Kristoffer G. van der Zee. School of Mathematical Sciences University of Nottingham, UK. Personal website
Title: Phase-field tumour growth: Modelling, analysis and simulation
Abstract: In this lecture, I will consider nonlinear PDE systems relevant to the growth of cancerous tumours, which can be classified as phase-field models (also called diffuse-interface models). While some phase-field models are very classical, having their origins in material science (i.e., the Cahn-Hilliard equation and Allen-Cahn equation), they are an emerging paradigm for evolving-interface problems in the biological sciences.
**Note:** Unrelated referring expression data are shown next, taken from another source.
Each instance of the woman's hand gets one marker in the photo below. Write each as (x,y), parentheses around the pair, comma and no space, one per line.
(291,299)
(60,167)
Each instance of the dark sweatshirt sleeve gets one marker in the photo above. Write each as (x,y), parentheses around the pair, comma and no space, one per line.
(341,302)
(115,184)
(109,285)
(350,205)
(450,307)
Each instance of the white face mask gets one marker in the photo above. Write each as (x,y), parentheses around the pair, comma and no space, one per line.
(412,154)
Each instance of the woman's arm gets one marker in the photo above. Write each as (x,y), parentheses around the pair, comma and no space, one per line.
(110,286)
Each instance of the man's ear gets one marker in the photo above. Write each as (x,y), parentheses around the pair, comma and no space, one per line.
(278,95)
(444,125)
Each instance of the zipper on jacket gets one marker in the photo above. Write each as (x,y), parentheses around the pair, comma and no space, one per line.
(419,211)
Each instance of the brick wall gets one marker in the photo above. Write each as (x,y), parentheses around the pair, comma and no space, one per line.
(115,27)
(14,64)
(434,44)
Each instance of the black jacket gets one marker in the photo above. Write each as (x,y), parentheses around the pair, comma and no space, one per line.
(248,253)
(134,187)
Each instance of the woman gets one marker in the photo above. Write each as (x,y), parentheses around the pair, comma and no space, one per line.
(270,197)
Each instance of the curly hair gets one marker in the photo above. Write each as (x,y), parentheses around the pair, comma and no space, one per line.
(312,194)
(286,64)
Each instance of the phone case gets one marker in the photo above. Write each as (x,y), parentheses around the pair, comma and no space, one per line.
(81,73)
The key idea in phase-field models is that interfaces have a finite thickness (so-called diffuse interfaces), and are implicitly captured by the phase field, in contrast to sharp-interface models (e.g., moving-boundary problems).
I will focus on an elementary phase-field tumour-growth model consisting of a higher-order, singularly-perturbed, semi-linear parabolic PDE coupled to a reaction-diffusion PDE (for tumour and nutrient concentration, respectively). For this system, I will discuss its underlying gradient-flow structure, thermo-mechanical foundations, and sharp-interface limit. Numerical examples will be presented based on special energy-stable time-stepping schemes, which mimic the gradient-flow structure at the discrete level. Recent extensions to phase-field models involving the growth of blood vessels (tumour angiogenesis) will also be discussed.